Our street is a quiet place in normal times, but in this new coronavirus era it felt like something out of a silent apocalypse movie.
Nobody was mowing their lawn. Nobody was chatting over the fence. Kids weren’t playing in the front yard. There were no strolling families or footy dads with pushers.
There was an eerie silence as I walked up the street. As usual, Prince Finski tugged at his lead to see what the next bush had to offer. But for some reason I stuck to the middle of the road in case I got too close to the neighbours’ lawn.
I suddenly thought to myself — should I be doing this?
Are people sitting in their front rooms right now pointing at that irresponsible swine walking up the middle of the street like he doesn’t care about armageddon?

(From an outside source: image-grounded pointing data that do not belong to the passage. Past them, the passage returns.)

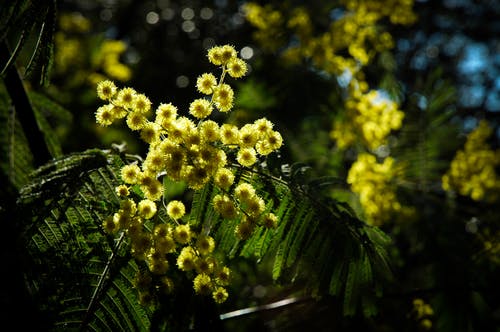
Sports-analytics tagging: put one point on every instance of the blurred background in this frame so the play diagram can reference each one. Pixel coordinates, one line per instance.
(322, 71)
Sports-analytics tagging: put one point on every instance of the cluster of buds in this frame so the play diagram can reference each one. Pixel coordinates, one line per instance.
(196, 153)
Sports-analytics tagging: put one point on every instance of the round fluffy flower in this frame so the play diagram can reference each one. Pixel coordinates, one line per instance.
(206, 83)
(142, 103)
(224, 178)
(244, 192)
(165, 114)
(106, 90)
(186, 259)
(224, 276)
(209, 131)
(105, 115)
(236, 68)
(126, 97)
(130, 173)
(255, 206)
(274, 140)
(157, 262)
(215, 55)
(153, 190)
(150, 132)
(248, 136)
(220, 295)
(227, 53)
(205, 244)
(263, 126)
(223, 97)
(176, 209)
(136, 120)
(122, 190)
(146, 208)
(182, 234)
(202, 284)
(200, 108)
(246, 156)
(229, 134)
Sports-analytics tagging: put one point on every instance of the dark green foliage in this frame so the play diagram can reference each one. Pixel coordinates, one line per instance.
(21, 20)
(83, 279)
(318, 241)
(80, 277)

Then, as I turned a corner I almost bumped into a fellow dog-walker. I was relieved and terrified at the same time. I was relieved because if I was doing something wrong then I wasn’t alone. I was terrified because we were too close, and we had to walk in a widening circle around each other.
Then a strange thing happened. We both waved at each other. It was if we were admitting our misbehaviour and saying, “I won’t tell if you don’t”. We were crims together.

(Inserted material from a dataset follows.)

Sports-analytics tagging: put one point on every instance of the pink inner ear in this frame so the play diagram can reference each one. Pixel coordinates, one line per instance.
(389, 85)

But in waving we were also acknowledging our common humanity. Here we were doing something normal, walking our dogs, yet somehow it felt furtive and dangerous. The wave was our ‘we’re all in this together’ moment.
When I got home, I looked up the new rules of what is allowed in the coronavirus era.

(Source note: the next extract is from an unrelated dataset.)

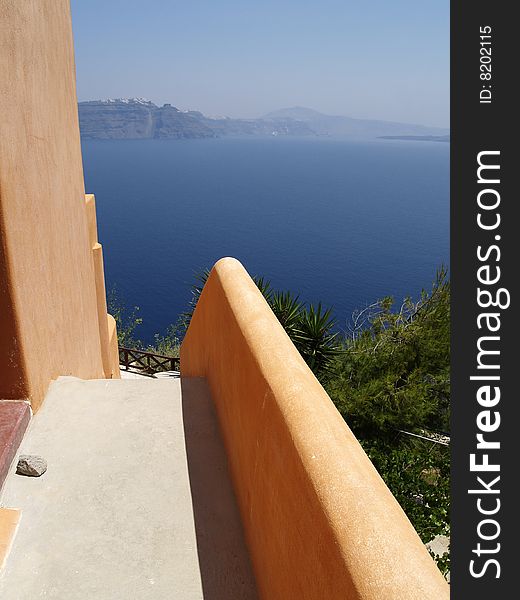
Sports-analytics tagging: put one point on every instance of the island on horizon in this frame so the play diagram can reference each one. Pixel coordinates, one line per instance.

I was relieved to find that dog-walking is allowed under the permissible exercise rule but limited to two people. However, families of more than two can walk their dog together.
That was the rule from Tuesday when Stage Three restrictions came into force in Victoria. They could be different in other states, and in other countries. And next week — who knows?
We have always lived in a changing world, but things are now changing so fast we can’t keep up.
I firmly believe most Australians are trying to do the right thing about limiting the coronavirus spread. But exactly what the right thing is keeps changing. Two weeks ago, gatherings of more than 500 people were outlawed. Then it was 100. Now it’s down to two people who are not in the same family.
Uncertainty and confusion is inevitable in these times. In other circumstances it would be called the fog of war.
In the end, the clearest advice came from TV gangsters the Peaky Blinders, who said in a dubbed Facebook video this week: “You! Stay the f… home!”
Blunt — but it cuts through the fog.